Могенс остановился, услышав какой-то шорох. Это не было рыком бестии, нет, какой-то другой звук, который он не мог определить, но который задевал в нем какую-то струну и беспокоил. Со всем вниманием, на какое только был способен, он вгляделся во тьму. Узкая асфальтированная дорога перед ним круто поднималась на склон и переходила в едва ли более широкую главную. Где-то на середине этого отрезка она резко виляла, и Могенс заново ощутил то нехорошее чувство, которое подступило к горлу именно на этом месте, когда он ехал сюда. Не сразу он осознал, что не одно лишь это воспоминание покрыло его лоб испариной. Это, кроме всего прочего, было то самое место, о котором говорил Грейвс. Место, где «форд» потерпел аварию.

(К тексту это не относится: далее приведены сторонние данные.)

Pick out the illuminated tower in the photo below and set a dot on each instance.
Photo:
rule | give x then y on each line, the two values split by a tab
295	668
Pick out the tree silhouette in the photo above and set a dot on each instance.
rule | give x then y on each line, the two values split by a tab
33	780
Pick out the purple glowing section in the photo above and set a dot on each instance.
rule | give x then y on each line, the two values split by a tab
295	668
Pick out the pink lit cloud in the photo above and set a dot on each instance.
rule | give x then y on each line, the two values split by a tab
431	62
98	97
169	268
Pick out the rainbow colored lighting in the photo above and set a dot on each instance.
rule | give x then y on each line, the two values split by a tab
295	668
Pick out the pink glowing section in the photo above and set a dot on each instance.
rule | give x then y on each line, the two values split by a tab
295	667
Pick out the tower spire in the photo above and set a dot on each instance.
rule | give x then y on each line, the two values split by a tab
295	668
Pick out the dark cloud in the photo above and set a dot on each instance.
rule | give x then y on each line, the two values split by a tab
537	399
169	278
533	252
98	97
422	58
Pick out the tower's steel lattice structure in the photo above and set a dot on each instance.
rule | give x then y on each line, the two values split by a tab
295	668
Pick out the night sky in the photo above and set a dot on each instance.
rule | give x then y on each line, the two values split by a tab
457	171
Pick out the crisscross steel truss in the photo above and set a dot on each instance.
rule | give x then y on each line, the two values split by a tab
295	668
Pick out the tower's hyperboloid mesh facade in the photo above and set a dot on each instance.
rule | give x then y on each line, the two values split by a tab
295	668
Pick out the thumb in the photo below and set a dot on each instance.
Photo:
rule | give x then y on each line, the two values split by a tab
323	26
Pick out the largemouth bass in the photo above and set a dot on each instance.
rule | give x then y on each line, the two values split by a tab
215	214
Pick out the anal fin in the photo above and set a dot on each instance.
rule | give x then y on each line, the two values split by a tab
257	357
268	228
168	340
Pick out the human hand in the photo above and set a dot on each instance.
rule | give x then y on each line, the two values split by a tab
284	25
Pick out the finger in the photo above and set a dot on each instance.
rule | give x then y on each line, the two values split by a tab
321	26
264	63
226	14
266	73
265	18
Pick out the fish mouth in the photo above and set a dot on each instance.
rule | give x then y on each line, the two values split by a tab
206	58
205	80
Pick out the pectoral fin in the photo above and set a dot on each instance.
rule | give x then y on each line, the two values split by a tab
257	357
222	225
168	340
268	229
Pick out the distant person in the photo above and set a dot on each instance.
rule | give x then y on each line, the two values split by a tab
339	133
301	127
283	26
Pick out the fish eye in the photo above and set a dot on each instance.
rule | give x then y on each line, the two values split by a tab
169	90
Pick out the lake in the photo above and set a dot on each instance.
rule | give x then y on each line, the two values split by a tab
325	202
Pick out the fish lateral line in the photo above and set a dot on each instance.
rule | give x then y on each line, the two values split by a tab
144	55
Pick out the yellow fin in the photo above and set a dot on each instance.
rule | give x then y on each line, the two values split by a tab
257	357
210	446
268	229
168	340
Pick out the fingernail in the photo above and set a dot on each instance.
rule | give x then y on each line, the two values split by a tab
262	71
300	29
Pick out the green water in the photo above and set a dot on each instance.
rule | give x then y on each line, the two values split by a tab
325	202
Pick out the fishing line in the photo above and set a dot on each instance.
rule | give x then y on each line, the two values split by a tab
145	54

Однако Могенс медлил совсем по другой причине. Он никогда не относился к зевакам, которые сбегались к месту аварии или на пожар, чтобы только поглазеть. А это конкретное место он тем более не хотел видеть. Потому что, если и не было к этому ни малейшего повода, он все-таки чувствовал себя сопричастным тому, что постигло Хьямс и двух других. Он даже спрашивал себя, не само ли страшное событие привлекло его на это место, и не его ли фантазия создала образ чудища с лисьими ушами и горящими красными глазами, чтобы заманить его сюда. Одно только представление, что его подсознание могло быть способно на такое болезненное состояние, повергло его в такой ужас, что он на месте повернул бы назад, если бы как раз в этот момент снова не услышал тот же стонущий звук, и теперь он был уверен, что на самом деле слышал его, а не воображал себе. Это был стон, что-то вроде дуновения ветерка, только много жалобнее. И это однозначно был человеческий голос.